Dramat na zbiorniku pod Sławnem. Pod trzema osobami załamał się lód
Mężczyzna, pod którymi załamał się lód na stawie w miejscowości Karw w woj. zachodniopomorskim nie żyje, dwie pozostałe osoby zostały uratowane - poinformował starszy kapitan Piotr Słupski z Komendy Powiatowej Państwowej Straży Pożarnej w Sławnie.
Po południu straż pożarna otrzymała zgłoszenie o trzech osobach znajdujących się na krze na środku stawu w miejscowości Karw. - Jako pierwszą wydobyliśmy z wody kobietę w wieku 41 lat, u której nie stwierdzono oznak życia. Do momentu przyjazdu zespołu ratownictwa medycznego trwała reanimacja. Przewieziono ją do szpitala w Koszalinie - powiedział rzecznik Komendy Wojewódzkiej Państwowej Straży Pożarnej Tomasz Kubiak.

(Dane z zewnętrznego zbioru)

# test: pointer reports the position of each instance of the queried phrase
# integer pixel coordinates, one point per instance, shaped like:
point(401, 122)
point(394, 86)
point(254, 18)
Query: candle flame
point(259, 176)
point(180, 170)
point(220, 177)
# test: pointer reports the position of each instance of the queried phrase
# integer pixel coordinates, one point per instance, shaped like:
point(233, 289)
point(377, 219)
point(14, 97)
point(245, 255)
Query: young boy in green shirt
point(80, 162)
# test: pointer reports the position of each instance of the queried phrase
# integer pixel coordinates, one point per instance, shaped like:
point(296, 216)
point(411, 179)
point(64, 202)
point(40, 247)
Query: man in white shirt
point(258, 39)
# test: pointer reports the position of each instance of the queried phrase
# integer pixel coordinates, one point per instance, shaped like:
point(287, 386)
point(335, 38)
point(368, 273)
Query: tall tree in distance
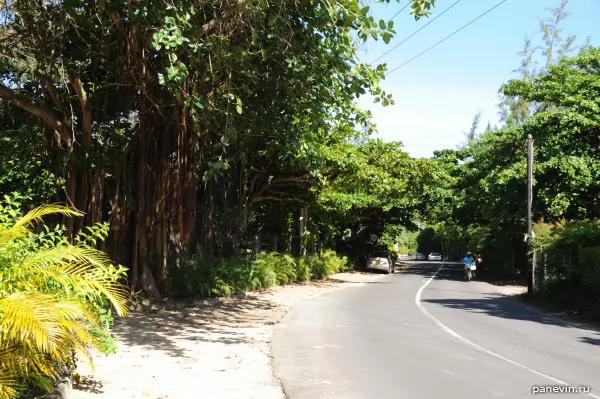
point(515, 110)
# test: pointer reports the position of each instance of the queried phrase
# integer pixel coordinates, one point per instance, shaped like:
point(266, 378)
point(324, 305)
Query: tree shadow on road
point(507, 308)
point(452, 272)
point(455, 272)
point(590, 340)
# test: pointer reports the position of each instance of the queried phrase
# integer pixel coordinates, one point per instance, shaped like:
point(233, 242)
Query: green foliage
point(55, 298)
point(570, 251)
point(224, 277)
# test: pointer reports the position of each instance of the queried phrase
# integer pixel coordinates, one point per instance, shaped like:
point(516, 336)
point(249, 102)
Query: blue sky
point(437, 94)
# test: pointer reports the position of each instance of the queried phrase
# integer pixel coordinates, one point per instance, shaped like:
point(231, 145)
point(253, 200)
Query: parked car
point(381, 260)
point(435, 256)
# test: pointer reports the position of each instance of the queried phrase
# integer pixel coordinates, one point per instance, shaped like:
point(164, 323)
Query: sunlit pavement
point(427, 333)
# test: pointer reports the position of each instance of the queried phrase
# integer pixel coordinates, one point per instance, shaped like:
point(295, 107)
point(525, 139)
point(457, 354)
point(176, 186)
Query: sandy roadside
point(219, 351)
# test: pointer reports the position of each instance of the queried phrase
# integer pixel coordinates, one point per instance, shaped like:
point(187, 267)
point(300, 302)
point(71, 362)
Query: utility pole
point(530, 263)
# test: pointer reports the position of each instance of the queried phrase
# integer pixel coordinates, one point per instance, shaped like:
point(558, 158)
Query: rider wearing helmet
point(468, 259)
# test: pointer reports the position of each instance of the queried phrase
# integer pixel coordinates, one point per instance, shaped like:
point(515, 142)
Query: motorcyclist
point(468, 260)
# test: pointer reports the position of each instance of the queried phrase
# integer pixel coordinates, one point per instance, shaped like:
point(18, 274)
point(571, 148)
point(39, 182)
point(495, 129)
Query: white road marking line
point(474, 345)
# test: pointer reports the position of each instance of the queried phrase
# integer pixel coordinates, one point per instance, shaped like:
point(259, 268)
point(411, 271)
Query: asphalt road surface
point(425, 333)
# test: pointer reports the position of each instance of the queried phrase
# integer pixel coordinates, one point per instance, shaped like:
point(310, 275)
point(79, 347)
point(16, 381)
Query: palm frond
point(43, 323)
point(85, 269)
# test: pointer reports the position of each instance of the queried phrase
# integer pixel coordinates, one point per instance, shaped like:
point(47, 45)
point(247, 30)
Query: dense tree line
point(190, 126)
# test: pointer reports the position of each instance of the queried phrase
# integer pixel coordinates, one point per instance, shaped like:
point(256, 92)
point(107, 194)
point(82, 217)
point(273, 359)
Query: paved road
point(416, 337)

Jak poinformował Polską Agencję Prasową rzecznik Szpitala Wojewódzkiego w Koszalinie Cezary Sołowij, kobieta znajduje się na oddziale intensywnej terapii. Jej stan jest określany jako ciężki.
Strażacy wyciągnęli również z wody przytomnego, ale bardzo wyziębionego 48-letniego mężczyznę.

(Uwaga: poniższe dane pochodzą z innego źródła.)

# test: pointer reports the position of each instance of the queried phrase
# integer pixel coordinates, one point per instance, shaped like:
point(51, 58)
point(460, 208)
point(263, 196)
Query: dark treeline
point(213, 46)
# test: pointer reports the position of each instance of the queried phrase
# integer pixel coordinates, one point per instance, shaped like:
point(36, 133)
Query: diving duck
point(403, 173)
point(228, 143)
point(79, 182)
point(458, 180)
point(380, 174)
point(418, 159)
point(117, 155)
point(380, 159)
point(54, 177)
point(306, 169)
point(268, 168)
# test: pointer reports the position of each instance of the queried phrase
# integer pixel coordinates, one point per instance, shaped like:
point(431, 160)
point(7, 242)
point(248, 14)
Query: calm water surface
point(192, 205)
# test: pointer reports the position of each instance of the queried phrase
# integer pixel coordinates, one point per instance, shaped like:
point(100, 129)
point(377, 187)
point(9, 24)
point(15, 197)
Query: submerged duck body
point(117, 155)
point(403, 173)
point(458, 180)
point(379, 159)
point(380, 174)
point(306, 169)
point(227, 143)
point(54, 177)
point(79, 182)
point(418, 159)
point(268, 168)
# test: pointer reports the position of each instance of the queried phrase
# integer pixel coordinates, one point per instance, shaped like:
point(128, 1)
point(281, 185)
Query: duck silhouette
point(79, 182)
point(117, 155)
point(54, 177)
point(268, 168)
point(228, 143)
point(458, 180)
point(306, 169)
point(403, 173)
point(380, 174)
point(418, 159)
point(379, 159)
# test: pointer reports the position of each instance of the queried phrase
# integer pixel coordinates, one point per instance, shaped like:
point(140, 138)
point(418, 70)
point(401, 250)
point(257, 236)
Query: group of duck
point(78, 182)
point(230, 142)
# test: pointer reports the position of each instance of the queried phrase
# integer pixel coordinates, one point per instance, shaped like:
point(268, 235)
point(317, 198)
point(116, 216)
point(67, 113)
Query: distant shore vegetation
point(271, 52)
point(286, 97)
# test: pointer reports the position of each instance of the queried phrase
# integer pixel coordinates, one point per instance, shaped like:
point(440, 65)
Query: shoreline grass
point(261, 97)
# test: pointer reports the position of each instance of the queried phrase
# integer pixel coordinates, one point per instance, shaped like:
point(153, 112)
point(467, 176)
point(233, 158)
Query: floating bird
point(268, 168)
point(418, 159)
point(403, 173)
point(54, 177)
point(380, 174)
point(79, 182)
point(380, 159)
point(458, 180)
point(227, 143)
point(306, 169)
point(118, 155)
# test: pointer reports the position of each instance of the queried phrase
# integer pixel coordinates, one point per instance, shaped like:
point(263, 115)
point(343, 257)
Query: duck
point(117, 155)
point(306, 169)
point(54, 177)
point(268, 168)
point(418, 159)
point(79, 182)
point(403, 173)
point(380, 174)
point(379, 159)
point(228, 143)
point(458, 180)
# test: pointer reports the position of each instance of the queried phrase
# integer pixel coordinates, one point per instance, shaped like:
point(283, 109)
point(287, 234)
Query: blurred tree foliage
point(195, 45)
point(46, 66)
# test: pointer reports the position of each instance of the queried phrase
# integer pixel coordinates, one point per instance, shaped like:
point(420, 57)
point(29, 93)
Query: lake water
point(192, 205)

Drugiego mężczyznę w wieku 68 lat przez blisko 3 godziny poszukiwali strażacy oraz grupy nurkowe z Koszalina i Szczecina, które przyjechały na miejscu wypadku. Jak podkreślał Kubiak, akcja ratownicza była bardzo trudna, pod ratownikami i ich saniami łamał się lód.
Według relacji świadków mężczyźni i kobieta prawdopodobnie łowili ryby - wskazują na to pozostawione przy przeręblach wędki. - Obecnie mamy dodatnie temperatury i lód jest bardzo kruchy. Brak wyobraźni tych osób doprowadził do tragedii - ocenił Tomasz Kubiak.